Cantele sollecita i “governi regionale e nazionale a strutturare una piattaforma di interventi complessiva, perche’ negli ultimi cinque anni l’assenza di un approccio condiviso ha generato misure e interventi a singhiozzo, e soprattutto e’ mancato il percorso utile a ripristinare il potenziale produttivo”.
“A Roma – evidenzia – andremo a proporre progettualita’ di accompagnamento alle imprese olivicole, cooperative, frantoi e vivai in percorsi di riavvio dell’attivita’ produttiva”. E anche “la necessita’ di maggiori fondi per il monitoraggio puntuale, e provvedimenti che consentano la tempestiva rimozione dei focolai”.
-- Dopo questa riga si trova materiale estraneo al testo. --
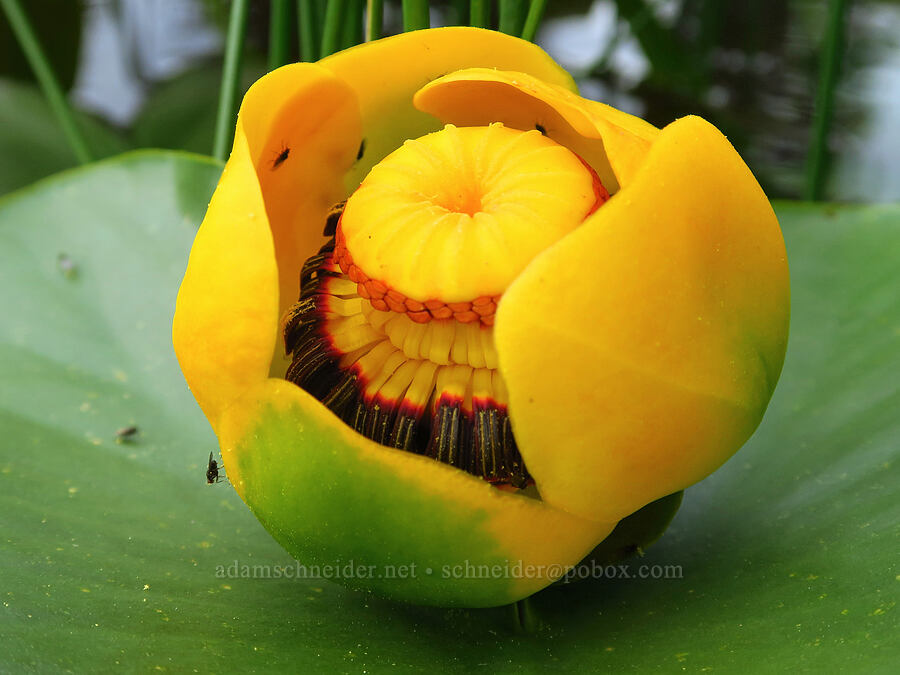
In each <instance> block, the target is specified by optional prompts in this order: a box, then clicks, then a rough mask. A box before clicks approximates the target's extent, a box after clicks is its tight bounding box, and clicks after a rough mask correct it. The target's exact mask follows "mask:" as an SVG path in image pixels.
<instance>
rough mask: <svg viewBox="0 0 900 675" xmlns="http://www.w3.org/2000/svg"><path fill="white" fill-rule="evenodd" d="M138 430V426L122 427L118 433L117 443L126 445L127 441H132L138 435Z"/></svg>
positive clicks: (117, 437) (116, 432)
mask: <svg viewBox="0 0 900 675" xmlns="http://www.w3.org/2000/svg"><path fill="white" fill-rule="evenodd" d="M137 432H138V428H137V427H136V426H133V425H132V426H130V427H122V428H121V429H119V430H118V431H116V443H124V442H126V441H130V440H131V439H132V438H134V436H135V435H136V434H137Z"/></svg>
Per il direttore di Coldiretti Puglia, Angelo Corsetti, “anche per il gravissimo rischio dei danni economici che la procedura di infrazione” europea “potra’ provocare, il Governo italiano e la Regione Puglia hanno la responsabilita’ e l’obbligo di definire una strategia condivisa e chiara che consenta di superare le difficolta’ che fino ad oggi hanno impedito la corretta applicazione delle misure obbligatorie”.